Configuring an interruptible backfill queue

Procedure

Configure INTERRUPTIBLE_BACKFILL=seconds in the lowest priority queue in the cluster. There can only be one interruptible backfill queue in the cluster.

Specify the minimum number of seconds for the job to be considered for backfilling. This minimal time slice depends on the specific job properties; it must be longer than at least one useful iteration of the job. Multiple queues may be created if a site has jobs of distinctively different classes.

For example:
Begin Queue
QUEUE_NAME   = background
# REQUEUE_EXIT_VALUES (set to whatever needed)
DESCRIPTION  = Interruptible Backfill queue
BACKFILL = Y
INTERRUPTIBLE_BACKFILL = 1
RUNLIMIT = 10
PRIORITY = 1
End Queue

Interruptible backfill is disabled if BACKFILL and RUNLIMIT are not configured in the queue.

The value of INTERRUPTIBLE_BACKFILL is the minimal time slice in seconds for a job to be considered for backfill.
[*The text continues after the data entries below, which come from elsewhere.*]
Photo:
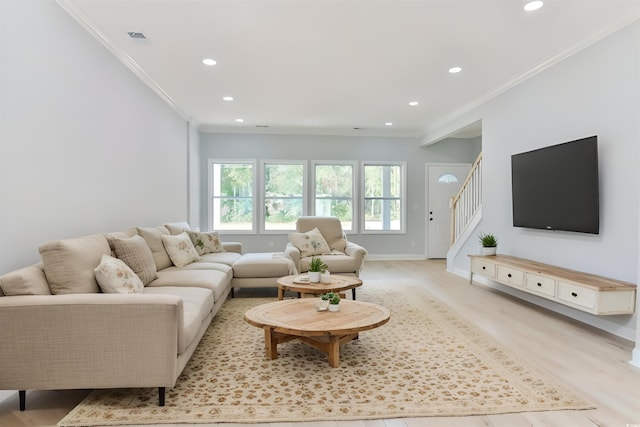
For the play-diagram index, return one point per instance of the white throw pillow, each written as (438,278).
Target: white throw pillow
(206,243)
(310,243)
(115,277)
(180,249)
The value depends on the specific job properties; it must be longer than at least one useful iteration of the job. Multiple queues may be created for different classes of jobs.

BACKFILL and RUNLIMIT must be configured in the queue.

RUNLIMIT corresponds to a maximum time slice for backfill, and should be configured so that the wait period for the new jobs submitted to the queue is acceptable to users. 10 minutes of runtime is a common value.

You should configure REQUEUE_EXIT_VALUES for the queue so that resubmission is automatic. In order to terminate completely, jobs must have specific exit values:
  • If jobs are checkpoint-able, use their checkpoint exit value.
  • If jobs periodically save data on their own, use the SIGTERM exit value.